Archive for August 6, 2021

Friday, August 6, 2021

Safari 15 vs. Vivaldi When Matching the Web’s Colors

Steve Tibbett (includes video):

Flipping tabs in the new Safari is terrible. The flipping of the chrome colour makes it even harder to see what tab is selected. This isn’t an artificial test, these were the tabs I had open.

John Gruber:

Mind-boggling that anyone thinks this looks good, or isn’t bothered by the fact that it’s very hard to see which tab is selected.

Peter Maurer:

Remember the auto-color playlist headers in iTunes? This is like that. They’ll leave it enabled by default for a while because they can, and because some designer feels strongly about it.

Then in a year or two, they’ll disable it by default. Eventually, it will silently go away.

Matt Birchler:

Vivaldi may not look as fancy as Safari, but I think it’s hard to ague it’s any less usable.

  1. The active tab is always the same color, so it always stands out.
  2. Most UI elements live in the always-white part of the app so they’re always equally visible.
  3. The active table is always white so the black text is always maximally contrasy.

Plus, it gets the hierarchy right by putting the URL—which is tab-specific—inside the tab rather than above all the tabs.


After Dark Screensavers Recreated in CSS

This, from Bryan Braun, is great (via Hacker News).

Matt Birchler:

Younger readers may not be familiar, but After Dark was a piece of software you could get for your Mac that had a bunch of screensavers you could enjoy. The most iconic, as far as I can tell, are the flying toasters.

The earlier days of computers and the internet were really bad in some ways (matters of inclusion come to mind as something we didn’t even think of back then), but there are so many incredible things abut that time as well. Flying toasters perfectly symbolizes these days for me; it’s weird, it’s kinda stupid, and its iconic.


Kid Pix as a JavaScript App

jskidpix (via Hacker News):

JS Kid Pix / Kid Pix 1.0 was released in to the public domain and this is an HTML/JS reimplementation.


Just like the original Kid Pix, there’s no guide—have fun! Most of the tools support Shift (^) to enlarge. There are a handful of hidden tool features behind various modifier keys (⌘, ⌥, ⇧). The modifier keys can also be combined.

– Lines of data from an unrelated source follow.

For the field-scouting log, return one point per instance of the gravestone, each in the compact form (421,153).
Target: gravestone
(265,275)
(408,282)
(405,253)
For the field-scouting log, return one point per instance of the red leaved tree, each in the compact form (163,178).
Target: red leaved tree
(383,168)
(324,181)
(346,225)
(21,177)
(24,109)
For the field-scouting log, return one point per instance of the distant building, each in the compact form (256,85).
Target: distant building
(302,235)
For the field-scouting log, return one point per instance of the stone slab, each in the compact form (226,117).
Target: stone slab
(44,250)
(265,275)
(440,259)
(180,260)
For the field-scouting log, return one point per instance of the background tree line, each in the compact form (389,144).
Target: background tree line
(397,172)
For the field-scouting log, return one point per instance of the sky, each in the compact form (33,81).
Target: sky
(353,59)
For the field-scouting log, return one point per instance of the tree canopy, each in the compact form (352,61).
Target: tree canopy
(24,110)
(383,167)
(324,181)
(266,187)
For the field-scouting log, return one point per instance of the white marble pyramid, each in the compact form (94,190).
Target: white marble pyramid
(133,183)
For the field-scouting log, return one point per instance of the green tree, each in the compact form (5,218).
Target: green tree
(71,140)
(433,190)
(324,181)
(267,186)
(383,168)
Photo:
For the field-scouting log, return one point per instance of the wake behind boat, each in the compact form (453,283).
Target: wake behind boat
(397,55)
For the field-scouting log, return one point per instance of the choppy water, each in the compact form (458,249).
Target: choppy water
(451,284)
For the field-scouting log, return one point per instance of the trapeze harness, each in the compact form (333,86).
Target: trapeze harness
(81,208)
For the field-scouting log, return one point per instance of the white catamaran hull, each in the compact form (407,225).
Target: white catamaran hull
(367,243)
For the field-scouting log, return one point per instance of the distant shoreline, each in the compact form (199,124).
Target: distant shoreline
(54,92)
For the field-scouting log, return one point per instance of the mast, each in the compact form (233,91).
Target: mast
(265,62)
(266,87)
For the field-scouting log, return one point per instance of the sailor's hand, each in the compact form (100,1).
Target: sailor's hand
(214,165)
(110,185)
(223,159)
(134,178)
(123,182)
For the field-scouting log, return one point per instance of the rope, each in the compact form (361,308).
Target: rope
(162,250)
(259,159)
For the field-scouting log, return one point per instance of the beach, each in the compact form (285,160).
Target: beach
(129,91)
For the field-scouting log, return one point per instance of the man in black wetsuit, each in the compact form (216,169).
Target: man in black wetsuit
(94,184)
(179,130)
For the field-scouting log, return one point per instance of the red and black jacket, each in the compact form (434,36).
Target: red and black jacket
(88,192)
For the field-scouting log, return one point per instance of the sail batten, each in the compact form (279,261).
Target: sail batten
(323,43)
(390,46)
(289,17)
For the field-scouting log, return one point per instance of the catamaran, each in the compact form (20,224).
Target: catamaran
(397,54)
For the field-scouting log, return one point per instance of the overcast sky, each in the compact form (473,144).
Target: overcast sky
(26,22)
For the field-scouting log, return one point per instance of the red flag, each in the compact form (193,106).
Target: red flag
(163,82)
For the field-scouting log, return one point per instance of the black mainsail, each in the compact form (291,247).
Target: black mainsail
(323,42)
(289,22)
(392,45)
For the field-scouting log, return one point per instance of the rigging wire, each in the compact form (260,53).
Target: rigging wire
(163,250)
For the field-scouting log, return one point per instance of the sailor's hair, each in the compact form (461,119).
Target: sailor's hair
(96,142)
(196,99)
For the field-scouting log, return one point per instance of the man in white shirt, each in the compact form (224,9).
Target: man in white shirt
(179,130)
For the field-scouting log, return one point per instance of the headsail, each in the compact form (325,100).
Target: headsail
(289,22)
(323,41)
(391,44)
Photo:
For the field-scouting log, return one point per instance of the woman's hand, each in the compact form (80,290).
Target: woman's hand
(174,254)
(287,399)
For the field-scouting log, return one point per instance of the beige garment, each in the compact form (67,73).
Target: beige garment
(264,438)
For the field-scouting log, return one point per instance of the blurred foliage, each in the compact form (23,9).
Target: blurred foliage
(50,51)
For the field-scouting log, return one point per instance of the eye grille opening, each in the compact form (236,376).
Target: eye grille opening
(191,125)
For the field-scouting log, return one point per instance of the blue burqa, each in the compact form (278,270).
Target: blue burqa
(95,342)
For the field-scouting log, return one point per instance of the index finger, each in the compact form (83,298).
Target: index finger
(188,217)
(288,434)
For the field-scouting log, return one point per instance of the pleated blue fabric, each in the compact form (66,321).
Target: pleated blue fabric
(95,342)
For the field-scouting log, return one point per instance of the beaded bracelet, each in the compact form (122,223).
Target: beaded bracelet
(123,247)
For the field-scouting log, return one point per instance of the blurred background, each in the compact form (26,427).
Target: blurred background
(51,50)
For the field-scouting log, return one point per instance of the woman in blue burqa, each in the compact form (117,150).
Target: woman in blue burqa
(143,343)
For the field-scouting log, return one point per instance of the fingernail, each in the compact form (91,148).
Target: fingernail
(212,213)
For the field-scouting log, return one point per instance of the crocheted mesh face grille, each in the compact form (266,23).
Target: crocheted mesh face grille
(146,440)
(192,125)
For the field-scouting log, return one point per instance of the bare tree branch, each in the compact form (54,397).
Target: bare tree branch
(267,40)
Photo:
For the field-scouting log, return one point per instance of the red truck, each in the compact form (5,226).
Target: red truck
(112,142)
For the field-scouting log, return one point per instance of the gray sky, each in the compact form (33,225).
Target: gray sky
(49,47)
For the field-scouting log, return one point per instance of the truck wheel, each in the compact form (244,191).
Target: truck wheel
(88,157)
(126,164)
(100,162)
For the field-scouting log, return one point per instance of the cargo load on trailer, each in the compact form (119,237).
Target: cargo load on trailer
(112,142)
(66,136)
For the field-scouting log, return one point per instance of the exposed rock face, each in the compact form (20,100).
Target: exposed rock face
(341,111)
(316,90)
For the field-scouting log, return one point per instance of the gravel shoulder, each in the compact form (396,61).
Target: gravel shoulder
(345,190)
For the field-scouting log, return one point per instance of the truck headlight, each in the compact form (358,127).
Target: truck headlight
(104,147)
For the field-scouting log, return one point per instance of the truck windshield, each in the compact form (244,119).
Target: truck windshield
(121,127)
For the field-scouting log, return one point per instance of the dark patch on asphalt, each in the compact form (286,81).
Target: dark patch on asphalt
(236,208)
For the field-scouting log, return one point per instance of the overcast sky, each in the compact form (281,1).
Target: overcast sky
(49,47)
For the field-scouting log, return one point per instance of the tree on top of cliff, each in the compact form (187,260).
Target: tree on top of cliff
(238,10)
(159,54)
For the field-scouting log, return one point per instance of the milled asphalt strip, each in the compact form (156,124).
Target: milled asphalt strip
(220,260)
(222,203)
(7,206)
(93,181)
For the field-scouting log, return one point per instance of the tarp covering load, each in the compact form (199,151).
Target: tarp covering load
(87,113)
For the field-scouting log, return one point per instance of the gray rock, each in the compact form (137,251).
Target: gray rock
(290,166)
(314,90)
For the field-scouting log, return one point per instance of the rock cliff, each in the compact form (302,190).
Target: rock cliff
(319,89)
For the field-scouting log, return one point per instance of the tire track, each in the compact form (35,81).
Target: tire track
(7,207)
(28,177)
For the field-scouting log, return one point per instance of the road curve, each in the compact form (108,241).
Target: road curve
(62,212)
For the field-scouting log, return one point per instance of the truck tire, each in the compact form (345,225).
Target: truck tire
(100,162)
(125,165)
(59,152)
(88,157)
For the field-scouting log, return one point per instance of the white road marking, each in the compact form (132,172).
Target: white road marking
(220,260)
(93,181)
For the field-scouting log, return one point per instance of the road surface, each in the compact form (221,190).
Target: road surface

Google Considered Buying Epic

Adi Robertson (tweet):

Google considered buying Epic Games as the companies sparred over Epic’s Fortnite Android app, according to newly unsealed court filings.


Epic claims Google was threatened by its plans to sidestep Google’s official Play Store commission by distributing Fortnite through other channels, and in an unredacted segment, it quotes an internal Google document calling Epic’s plans a “contagion” threatening Google.


In another unsealed section, the complaint describes a Google Play manager reaching out to Epic about its plans to sideload Fortnite — and apparently admitting that sideloading is a “frankly abysmal” experience in the process.


Another section says that “staff members have acknowledged internally that the difficulty Google imposes on consumers who wish to direct download leads to a ‘[p]oor user experience,’ in that there are ‘15+ steps to get app [via sideloading] vs 2 steps with Play or on iOS.’”

Tim Sweeney:

This was unbeknownst to us at the time, and because of the court’s protective order we’re just finding out now about Google’s consideration of buying Epic to shut down our efforts to compete with Google Play.

Whether this would have been a negotiation to buy Epic or some sort of hostile takeover attempt is unclear.

Michael Love:

Google really giving away the game here; they a) admit that sideloading UX sucks, b) admit that the effect of that is to drive people to Play, c) recognize efforts by Epic et al to break up Play are bad for business, and d) are willing to spend lots of money to shut those down.